— Да… — неуверенно промямлила она, — что-то такое… Недавно у нас в Штатах был какой-то судебный процесс…
— Эвтаназия — в дословном переводе с греческого «хорошая смерть». Иными словами, неизлечимо больному человеку обеспечивают безболезненный уход из жизни, облегчая тем самым его страдания. Я понимаю, не мы должны распоряжаться тем, сколько нам пробыть на земле, а Небеса. Но есть неизлечимые болезни, которые превращают человека в растение. Я не хочу стать растением, я хочу достойно уйти в мир иной. До сих пор нет такого места на земле, где подобная акция разрешена законом. Но в этом мире много чего не разрешено… Вот и тебе нельзя законно распорядиться своей страстью — ты родилась женщиной и не можешь стать гонщиком. Но ты хочешь. И, если мы с тобой заключим сделку и выполним условия друг друга, мы оба обретем счастье.
— Но… как? Что я должна…
— Ничего особенного. Через несколько месяцев в Голландии примут, я просто уверен в этом, новый закон, который официально разрешит эвтаназию. Как только ты увидишь, что я уже плох, ты отвезешь меня в Голландию.
— Но зачем вам вовлекать меня в это? Вы могли бы договориться с доктором. Зачем вам отдавать мне свои деньги?
Юджин снисходительно улыбнулся.
— Я хочу купить себе на все деньги безболезненную смерть. Вот чего я хочу, Бесс. Больше никаких желаний у меня нет, они все исполнились. Уже. Раньше, гораздо раньше.
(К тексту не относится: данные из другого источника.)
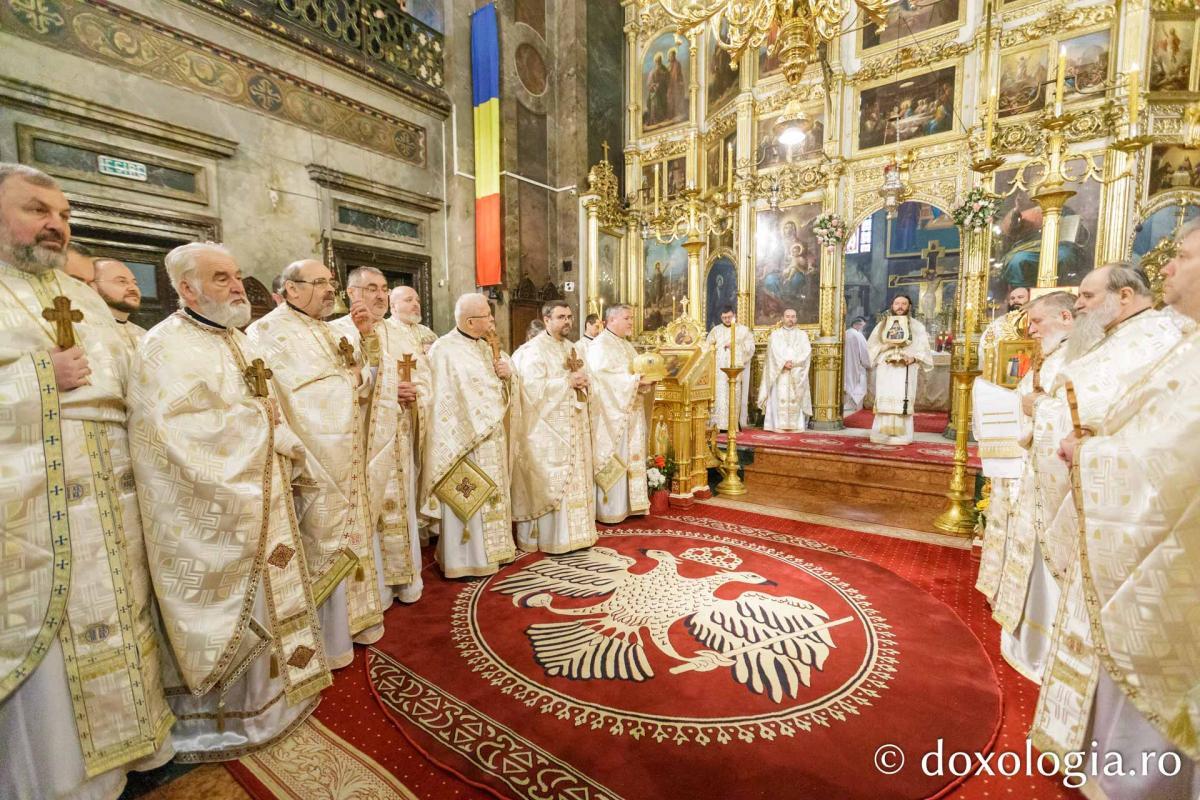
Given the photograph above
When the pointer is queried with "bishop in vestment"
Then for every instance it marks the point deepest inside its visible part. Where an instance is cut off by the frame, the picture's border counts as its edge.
(784, 394)
(466, 445)
(214, 463)
(81, 687)
(622, 402)
(735, 342)
(897, 366)
(322, 385)
(1114, 311)
(553, 497)
(391, 499)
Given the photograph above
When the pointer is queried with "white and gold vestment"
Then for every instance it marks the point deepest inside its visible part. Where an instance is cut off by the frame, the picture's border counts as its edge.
(619, 415)
(467, 457)
(784, 395)
(323, 383)
(215, 487)
(81, 689)
(553, 495)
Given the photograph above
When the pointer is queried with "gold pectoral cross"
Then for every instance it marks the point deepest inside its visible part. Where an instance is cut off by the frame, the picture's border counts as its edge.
(257, 374)
(63, 314)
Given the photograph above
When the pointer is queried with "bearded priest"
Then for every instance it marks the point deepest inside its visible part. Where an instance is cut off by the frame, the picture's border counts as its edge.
(322, 385)
(81, 690)
(897, 356)
(466, 445)
(731, 341)
(221, 536)
(390, 497)
(784, 394)
(622, 402)
(1116, 340)
(553, 500)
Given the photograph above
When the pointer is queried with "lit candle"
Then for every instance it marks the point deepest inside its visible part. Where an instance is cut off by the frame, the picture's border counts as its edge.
(1060, 78)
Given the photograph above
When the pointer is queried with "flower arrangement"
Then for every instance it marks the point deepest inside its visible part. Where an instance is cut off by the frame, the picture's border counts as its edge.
(829, 229)
(977, 210)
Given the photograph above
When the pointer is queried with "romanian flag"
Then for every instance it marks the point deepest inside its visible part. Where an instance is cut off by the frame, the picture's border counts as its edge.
(485, 79)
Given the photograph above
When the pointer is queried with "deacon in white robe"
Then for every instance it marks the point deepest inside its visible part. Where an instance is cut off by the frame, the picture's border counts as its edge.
(81, 686)
(742, 352)
(621, 411)
(856, 362)
(784, 394)
(1114, 308)
(214, 464)
(323, 383)
(466, 445)
(1139, 558)
(553, 494)
(897, 366)
(391, 493)
(118, 288)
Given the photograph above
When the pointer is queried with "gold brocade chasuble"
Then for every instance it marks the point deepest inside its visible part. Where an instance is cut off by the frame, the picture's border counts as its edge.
(550, 437)
(214, 482)
(73, 561)
(321, 397)
(467, 438)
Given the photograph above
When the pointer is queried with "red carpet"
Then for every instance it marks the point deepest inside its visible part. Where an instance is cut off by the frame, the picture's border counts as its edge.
(930, 452)
(922, 422)
(510, 693)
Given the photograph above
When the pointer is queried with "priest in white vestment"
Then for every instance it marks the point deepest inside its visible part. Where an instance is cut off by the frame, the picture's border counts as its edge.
(118, 288)
(553, 495)
(856, 361)
(323, 383)
(391, 495)
(1075, 704)
(621, 410)
(720, 338)
(784, 394)
(898, 364)
(466, 445)
(214, 462)
(81, 686)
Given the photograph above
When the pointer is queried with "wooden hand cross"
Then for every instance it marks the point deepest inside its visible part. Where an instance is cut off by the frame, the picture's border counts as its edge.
(63, 314)
(257, 374)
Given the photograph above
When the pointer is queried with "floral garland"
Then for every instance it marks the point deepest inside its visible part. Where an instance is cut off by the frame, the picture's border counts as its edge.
(977, 210)
(829, 229)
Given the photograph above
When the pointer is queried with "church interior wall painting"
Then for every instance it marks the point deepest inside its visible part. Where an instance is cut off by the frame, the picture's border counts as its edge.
(1173, 47)
(664, 282)
(916, 107)
(720, 289)
(787, 264)
(665, 70)
(913, 18)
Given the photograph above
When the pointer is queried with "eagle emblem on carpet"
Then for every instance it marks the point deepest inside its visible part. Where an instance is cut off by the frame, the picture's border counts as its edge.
(769, 643)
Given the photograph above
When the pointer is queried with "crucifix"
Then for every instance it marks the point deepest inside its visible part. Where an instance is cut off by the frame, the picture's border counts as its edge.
(574, 364)
(63, 314)
(257, 374)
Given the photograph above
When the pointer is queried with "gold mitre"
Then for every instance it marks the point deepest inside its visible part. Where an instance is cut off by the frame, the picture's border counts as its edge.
(651, 366)
(723, 558)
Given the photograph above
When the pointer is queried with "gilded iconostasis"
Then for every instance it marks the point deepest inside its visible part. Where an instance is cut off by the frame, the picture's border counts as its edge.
(916, 103)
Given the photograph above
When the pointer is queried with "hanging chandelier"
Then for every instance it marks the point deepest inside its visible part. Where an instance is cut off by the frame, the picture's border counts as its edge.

Поскольку ты будешь заинтересована получить деньги, ты не станешь мучить меня жизнью, совершенно бессмысленным пребыванием на земле моего тела, как поступают с другими, с тысячами людей, жалея их. Да, жалея… но не понимая, как сильно мучают они душу несчастных, жаждущих избавиться от страданий, от нестерпимой боли, от презрения к самому себе, к своему положению.
Несколько утомленный собственным красноречием, он умолк, потом, отдохнув, нажал кнопку на панели, и коляска переместилась. Юджин Макфайр оказался лицом к свету. Бесс вздрогнула — какое белое лицо, на нем совершенно нет морщин. Лицо-маска. Такое лицо бывает у человека, который уже давно наедине с собой, и им владеет какая-то одна мысль, неотступная, изматывающая.
— Моя болезнь неизлечима, Бесс, — продолжил Юджин. — Господь одарил меня талантом необыкновенным, дал мне познать великое счастье — успех, славу, деньги, но для равновесия в природе ниспослал мне эту болезнь.
— Но вы могли бы договориться с доктором… — упорствовала Бесс, словно заразившись «мономыслью» собеседника.
— О нет. Мне нужен для этого человек надежный, свой. Я верил твоей матери и верю тебе. Бесс, я предлагаю хорошую сделку. — Юджин оживился, на щеках появился слабый румянец. Он повернулся к окну и указал за стекло. — Ты только посмотри на этот сад, он тоже станет твоим.